Otherness within

By Tina Resch

I am always with you. Sometimes, I am the strongest part of your self. You don’t know it, because I have no body, and without a body; I have no voice to speak with, either. But I am there. All the time. When you are at your most confused, my presence is strongest. I look through your eyes, hear with your ears, but since I am not you, I don’t feel like you. Sometimes, this might confuse you a bit. Sorry about that, but I can’t do anything about it.

Don’t get me wrong, I don’t mean to harm you in any way. How could I? I am alive as long as you are. Does not every living being have this instinct to remain alive? See? How could I want to harm this outer shell that is you, which contains me? No, we are not one, you and me. We happen to share the same outer shell, that is all. This outer shell is you. Even the mind of this shell, this part that is within, this is you. I am your mind’s closest neighbour, if you want to put it that way. Madness? No, madness is a part of your mind and has nothing to do with me.

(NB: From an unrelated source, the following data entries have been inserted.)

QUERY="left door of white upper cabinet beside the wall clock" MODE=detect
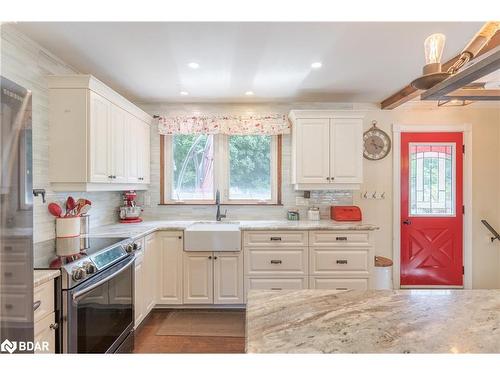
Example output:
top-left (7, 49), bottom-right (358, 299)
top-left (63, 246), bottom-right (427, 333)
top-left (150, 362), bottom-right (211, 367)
top-left (295, 119), bottom-right (330, 184)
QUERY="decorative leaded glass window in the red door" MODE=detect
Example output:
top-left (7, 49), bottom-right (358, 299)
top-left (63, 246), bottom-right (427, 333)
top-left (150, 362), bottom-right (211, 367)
top-left (408, 143), bottom-right (456, 216)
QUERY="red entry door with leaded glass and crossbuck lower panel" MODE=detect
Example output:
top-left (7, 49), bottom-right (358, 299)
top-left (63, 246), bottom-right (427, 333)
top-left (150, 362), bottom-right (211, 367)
top-left (400, 133), bottom-right (463, 287)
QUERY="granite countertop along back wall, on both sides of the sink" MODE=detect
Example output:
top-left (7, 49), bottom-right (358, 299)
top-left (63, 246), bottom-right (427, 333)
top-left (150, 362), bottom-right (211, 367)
top-left (90, 220), bottom-right (379, 238)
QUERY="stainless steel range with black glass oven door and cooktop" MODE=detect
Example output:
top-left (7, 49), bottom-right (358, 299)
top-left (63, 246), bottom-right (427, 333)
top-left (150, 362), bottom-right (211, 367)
top-left (35, 237), bottom-right (140, 353)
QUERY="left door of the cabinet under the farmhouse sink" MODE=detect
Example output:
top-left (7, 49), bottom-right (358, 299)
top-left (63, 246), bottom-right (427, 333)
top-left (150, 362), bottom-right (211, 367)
top-left (183, 251), bottom-right (214, 304)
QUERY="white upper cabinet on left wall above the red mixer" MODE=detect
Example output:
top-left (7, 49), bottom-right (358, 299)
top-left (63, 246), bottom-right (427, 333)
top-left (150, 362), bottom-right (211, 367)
top-left (48, 75), bottom-right (151, 191)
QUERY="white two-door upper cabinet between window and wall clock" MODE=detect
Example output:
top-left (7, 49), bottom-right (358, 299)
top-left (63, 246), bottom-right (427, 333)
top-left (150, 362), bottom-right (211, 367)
top-left (289, 110), bottom-right (363, 190)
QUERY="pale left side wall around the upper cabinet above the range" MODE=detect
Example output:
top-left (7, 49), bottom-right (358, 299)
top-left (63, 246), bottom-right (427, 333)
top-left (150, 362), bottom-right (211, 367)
top-left (0, 25), bottom-right (121, 242)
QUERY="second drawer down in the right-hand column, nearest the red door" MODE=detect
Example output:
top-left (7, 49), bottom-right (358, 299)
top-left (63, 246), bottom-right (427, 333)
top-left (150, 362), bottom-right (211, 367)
top-left (310, 248), bottom-right (369, 275)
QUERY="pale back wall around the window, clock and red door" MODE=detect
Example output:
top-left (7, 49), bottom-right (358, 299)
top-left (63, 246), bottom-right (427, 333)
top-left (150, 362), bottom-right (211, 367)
top-left (140, 103), bottom-right (500, 288)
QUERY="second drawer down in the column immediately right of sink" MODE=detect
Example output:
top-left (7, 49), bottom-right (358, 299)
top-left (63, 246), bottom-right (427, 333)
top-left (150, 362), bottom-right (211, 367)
top-left (245, 247), bottom-right (307, 276)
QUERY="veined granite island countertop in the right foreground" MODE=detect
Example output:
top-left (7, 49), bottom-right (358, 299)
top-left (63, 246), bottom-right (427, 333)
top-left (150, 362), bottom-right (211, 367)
top-left (246, 290), bottom-right (500, 353)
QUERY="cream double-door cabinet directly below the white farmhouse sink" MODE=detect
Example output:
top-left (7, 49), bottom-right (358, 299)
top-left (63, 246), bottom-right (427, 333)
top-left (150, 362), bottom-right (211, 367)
top-left (183, 251), bottom-right (243, 304)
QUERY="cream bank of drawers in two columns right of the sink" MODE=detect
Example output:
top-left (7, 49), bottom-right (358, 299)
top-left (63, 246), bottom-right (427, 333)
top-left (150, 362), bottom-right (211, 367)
top-left (243, 230), bottom-right (374, 292)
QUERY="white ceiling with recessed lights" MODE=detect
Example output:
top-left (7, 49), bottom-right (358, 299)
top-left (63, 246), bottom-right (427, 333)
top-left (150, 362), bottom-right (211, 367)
top-left (16, 22), bottom-right (482, 102)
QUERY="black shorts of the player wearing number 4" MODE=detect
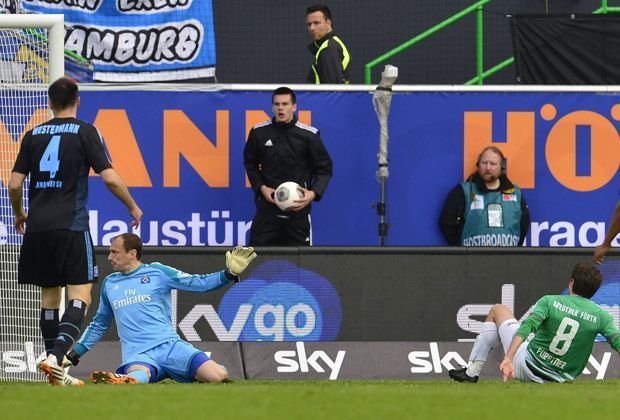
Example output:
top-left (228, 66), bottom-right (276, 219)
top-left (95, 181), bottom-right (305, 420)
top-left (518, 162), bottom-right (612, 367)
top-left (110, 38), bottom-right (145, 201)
top-left (17, 230), bottom-right (99, 287)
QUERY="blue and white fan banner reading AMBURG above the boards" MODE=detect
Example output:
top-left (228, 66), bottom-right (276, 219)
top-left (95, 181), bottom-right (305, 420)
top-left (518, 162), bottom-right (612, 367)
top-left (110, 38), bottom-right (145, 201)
top-left (22, 0), bottom-right (215, 82)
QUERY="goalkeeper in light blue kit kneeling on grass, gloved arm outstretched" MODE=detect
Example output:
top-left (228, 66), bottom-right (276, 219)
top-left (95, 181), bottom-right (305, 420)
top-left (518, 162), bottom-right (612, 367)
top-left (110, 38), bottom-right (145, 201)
top-left (60, 233), bottom-right (256, 384)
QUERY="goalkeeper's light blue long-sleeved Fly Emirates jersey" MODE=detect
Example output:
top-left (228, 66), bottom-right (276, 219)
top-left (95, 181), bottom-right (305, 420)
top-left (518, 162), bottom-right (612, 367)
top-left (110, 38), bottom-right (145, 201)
top-left (74, 263), bottom-right (229, 363)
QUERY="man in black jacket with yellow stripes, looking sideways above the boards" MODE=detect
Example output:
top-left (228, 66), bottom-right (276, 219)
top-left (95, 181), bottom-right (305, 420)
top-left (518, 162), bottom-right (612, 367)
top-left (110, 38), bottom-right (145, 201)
top-left (306, 4), bottom-right (351, 85)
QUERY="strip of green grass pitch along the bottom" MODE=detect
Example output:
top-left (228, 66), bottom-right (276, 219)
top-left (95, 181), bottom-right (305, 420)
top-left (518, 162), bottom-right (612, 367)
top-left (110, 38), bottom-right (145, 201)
top-left (0, 379), bottom-right (620, 420)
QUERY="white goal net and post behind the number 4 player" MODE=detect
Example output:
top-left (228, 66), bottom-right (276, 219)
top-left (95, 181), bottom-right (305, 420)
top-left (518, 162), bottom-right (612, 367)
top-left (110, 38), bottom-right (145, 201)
top-left (0, 15), bottom-right (64, 381)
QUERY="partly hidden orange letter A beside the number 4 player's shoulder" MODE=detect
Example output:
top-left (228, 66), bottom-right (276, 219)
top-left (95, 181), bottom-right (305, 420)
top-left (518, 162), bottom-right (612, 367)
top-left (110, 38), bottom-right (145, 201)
top-left (90, 109), bottom-right (153, 187)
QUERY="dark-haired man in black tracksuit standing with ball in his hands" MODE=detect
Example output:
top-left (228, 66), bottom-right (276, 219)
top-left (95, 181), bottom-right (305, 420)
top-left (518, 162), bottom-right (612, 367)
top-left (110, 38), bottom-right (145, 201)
top-left (243, 87), bottom-right (332, 246)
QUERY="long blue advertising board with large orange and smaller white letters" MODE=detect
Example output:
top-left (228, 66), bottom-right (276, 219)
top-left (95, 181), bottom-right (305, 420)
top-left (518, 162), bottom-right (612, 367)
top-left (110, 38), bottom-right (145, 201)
top-left (5, 90), bottom-right (620, 247)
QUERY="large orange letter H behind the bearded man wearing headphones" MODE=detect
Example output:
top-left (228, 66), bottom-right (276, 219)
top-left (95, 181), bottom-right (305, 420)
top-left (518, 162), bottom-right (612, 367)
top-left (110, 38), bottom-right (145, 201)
top-left (463, 112), bottom-right (535, 188)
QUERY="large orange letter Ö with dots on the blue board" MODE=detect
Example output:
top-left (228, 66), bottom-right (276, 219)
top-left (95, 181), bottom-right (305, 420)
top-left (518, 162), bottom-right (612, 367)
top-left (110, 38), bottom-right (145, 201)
top-left (543, 109), bottom-right (620, 192)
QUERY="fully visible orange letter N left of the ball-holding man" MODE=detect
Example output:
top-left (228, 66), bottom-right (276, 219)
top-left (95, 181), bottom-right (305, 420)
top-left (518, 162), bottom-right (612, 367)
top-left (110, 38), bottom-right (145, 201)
top-left (164, 110), bottom-right (230, 188)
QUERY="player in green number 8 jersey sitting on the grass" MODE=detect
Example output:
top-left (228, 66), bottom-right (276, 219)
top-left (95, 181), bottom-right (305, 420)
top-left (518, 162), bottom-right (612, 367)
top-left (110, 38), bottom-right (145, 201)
top-left (448, 262), bottom-right (620, 383)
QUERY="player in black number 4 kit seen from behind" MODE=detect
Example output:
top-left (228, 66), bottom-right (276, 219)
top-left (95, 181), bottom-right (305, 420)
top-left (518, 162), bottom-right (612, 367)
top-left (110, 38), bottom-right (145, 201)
top-left (9, 77), bottom-right (142, 386)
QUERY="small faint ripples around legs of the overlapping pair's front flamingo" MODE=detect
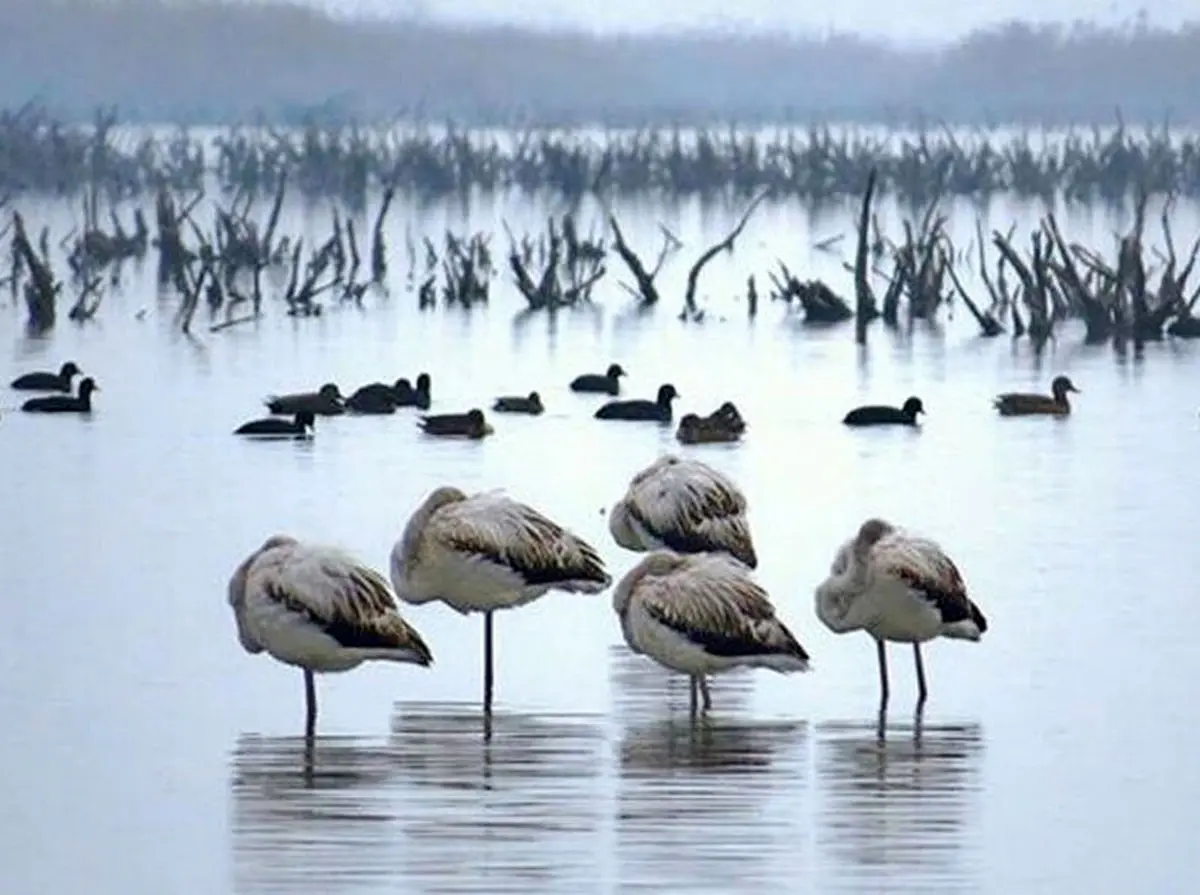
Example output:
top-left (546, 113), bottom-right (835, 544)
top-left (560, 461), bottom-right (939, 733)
top-left (608, 643), bottom-right (754, 725)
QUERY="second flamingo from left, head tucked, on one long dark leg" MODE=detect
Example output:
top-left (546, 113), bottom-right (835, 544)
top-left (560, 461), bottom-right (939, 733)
top-left (391, 486), bottom-right (612, 716)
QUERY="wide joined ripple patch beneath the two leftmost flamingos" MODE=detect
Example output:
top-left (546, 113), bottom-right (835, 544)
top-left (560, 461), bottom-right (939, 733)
top-left (233, 703), bottom-right (605, 893)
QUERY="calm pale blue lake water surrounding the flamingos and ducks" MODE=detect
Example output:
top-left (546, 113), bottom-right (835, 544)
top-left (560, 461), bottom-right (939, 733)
top-left (0, 184), bottom-right (1200, 895)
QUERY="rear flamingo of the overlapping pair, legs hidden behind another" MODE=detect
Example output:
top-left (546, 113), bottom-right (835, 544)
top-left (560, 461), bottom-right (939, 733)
top-left (608, 455), bottom-right (758, 569)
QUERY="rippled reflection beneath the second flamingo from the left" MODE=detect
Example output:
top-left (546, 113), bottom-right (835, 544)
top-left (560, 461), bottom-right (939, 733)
top-left (390, 703), bottom-right (607, 893)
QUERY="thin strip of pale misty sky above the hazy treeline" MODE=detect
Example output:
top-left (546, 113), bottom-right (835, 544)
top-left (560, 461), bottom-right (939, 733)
top-left (328, 0), bottom-right (1200, 42)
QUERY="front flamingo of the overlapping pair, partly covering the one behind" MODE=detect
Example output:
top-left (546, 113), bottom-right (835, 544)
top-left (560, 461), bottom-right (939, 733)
top-left (612, 551), bottom-right (809, 715)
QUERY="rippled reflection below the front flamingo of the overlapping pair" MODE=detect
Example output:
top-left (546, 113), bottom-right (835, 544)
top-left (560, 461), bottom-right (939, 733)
top-left (614, 705), bottom-right (806, 891)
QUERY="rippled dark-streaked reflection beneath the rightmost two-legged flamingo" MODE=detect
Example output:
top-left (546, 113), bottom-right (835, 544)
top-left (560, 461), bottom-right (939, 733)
top-left (816, 715), bottom-right (984, 891)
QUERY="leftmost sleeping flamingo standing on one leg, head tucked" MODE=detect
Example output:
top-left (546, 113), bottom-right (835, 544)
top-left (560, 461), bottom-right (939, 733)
top-left (229, 535), bottom-right (433, 738)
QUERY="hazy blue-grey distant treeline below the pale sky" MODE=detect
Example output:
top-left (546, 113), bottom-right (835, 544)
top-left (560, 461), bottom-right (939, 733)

But when you act against your own self, you open this inner door for me. Remember that girl at the party recently? The one who got drunk, whom you gave a lift home and kissed on the doorstep. She didn’t mean anything to you And yet, you’d kissed her and told her to call whenever she liked to. And when she didn’t, you felt relieved, right? If she had, the situation would have been a bit awkward, but nothing to worry about – you are aware of that. And yet, you felt relieved. Because you know that what you did was wrong. You don’t even remember why you did it in the first place. You weren’t drunk…..nor were you in any other state of “strong feelings” whatsoever. I make sure of that.

I was also there last year, when your girlfriend left you after five years – when you were sitting in the half-empty apartment that once was yours in the plural and is now yours in the singular, and you’d been wondering why you weren’t as sad as you should have been. When you’d been wondering why there was no sadness, no anger, indeed, nothing inside you. That was me, for one rare occasion in charge of your self. That girl never meant anything to me, so I couldn’t care less whether she was there or not. If it hadn’t been for me, you’d have cried your heart out, gotten drunk with your best friends for several days in a row and taken measures to get over it. You don’t have to get over it, because I am here. If you see it from this angle, I am protecting you. I keep you safe from strong feelings, which, in the end, could hurt you. I keep the pain away. A bit of confusion every now and then is a small price to pay, don’t you think? And who needs exaggerated enthusiasm which only leads to disappointment and sadness in the end?

Don’t bother trying to fight me – it won’t do you any good. You will only bring me more and more into your conscious mind and enlarge these moments of confusion. I am nothing physical you could get rid of via surgery, I am no psychological disorder you could remove with therapy. I am just there. Within you. Mostly hidden, sometimes a bit more present than you would like, but eventually retreating. I am not dangerous, as I’ve said, I mean no harm to you.

Whenever the world gets “too much” for you, whenever you drown in a chaos of feelings or sentiments, I enter the stage. Keep your mind cool and focused. That is what all your friends admire so much: your laid-back attitude, your coolness even in the greatest of messes. I make you reliable. No, you’re getting me wrong again – I don’t keep those feelings away from you in the very sense of the phrase. But when you allow me to reach the surface, it is me in charge, and your business, your dear and close ones, all these mean nothing to me.

Given all those highly emotional people around who cause so much ado about, in the end, nothing, you should feel lucky to have me around, don’t you think?